❹免疫力や集中力が低下したり、イライラしたりする
動物性食品でないと摂れない必須栄養素(ビタミンB12など)があるため、菜食主義の場合、栄養不十分で免疫力が低下しやすくなる。こういった栄養不足で怖いのは、本人も周囲の人々も、限界がくるまで気づきにくいということ。「風邪をひきやすいのは生まれつきの体質のせい」「ボーっとしやすいのは、本人の責任感や努力が足りないから」と思い込んでいる場合も多い。

❺赤ちゃんが低体重で産まれるリスクが上がる
栄養状態が悪く鉄分が不足しがちな妊婦さんからは低体重児が産まれるリスクが高い。

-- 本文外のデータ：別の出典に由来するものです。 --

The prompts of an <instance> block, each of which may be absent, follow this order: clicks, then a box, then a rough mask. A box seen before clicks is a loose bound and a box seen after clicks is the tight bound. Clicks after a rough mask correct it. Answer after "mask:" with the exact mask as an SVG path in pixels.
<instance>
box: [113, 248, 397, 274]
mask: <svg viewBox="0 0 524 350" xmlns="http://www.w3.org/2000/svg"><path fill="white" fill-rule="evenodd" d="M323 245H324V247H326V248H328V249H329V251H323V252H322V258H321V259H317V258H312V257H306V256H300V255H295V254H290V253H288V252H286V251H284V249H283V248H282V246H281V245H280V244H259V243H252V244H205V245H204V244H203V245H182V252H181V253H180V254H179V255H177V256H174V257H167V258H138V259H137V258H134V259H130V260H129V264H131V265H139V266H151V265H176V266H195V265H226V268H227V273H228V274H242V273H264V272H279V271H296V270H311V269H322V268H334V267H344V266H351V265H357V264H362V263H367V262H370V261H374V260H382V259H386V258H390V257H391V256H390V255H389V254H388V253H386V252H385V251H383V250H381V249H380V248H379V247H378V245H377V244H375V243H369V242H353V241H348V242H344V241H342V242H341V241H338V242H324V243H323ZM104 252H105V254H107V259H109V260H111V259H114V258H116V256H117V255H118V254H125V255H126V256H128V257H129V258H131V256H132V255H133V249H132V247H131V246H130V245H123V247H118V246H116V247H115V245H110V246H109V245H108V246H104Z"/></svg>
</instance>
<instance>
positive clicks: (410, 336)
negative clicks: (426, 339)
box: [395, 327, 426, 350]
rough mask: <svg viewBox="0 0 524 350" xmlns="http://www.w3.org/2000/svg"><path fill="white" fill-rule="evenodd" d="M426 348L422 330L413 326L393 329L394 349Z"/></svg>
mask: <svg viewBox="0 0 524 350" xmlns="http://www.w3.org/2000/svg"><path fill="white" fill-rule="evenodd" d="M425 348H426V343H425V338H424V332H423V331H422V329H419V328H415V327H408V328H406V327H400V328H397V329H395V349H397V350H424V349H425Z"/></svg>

また、低体重で生まれた子は、将来、生活習慣病になるリスクが高いことが分かっている。

≪健康的に菜食を実践するために≫
食の選択肢が狭まるということは、限られた食材から必要十分な栄養素を摂取しなければならないということで、健康維持が難しくなります。それでも菜食主義を選びたいと考える方は、栄養学に詳しい医師と相談しながら、「健康に害のない食事」「自分の体質やライフスタイルに適した食生活」を見つけて実践していくことをお薦めします。「自分が健康で美しく過ごせる食生活」が1番大切であることを忘れないでいてください。「カロリーや栄養バランスを意識する」「オーガニックフードを心がける」など、極端な菜食主義生活を選択すること以外にも、健康や環境に対してアプローチする方法はあります。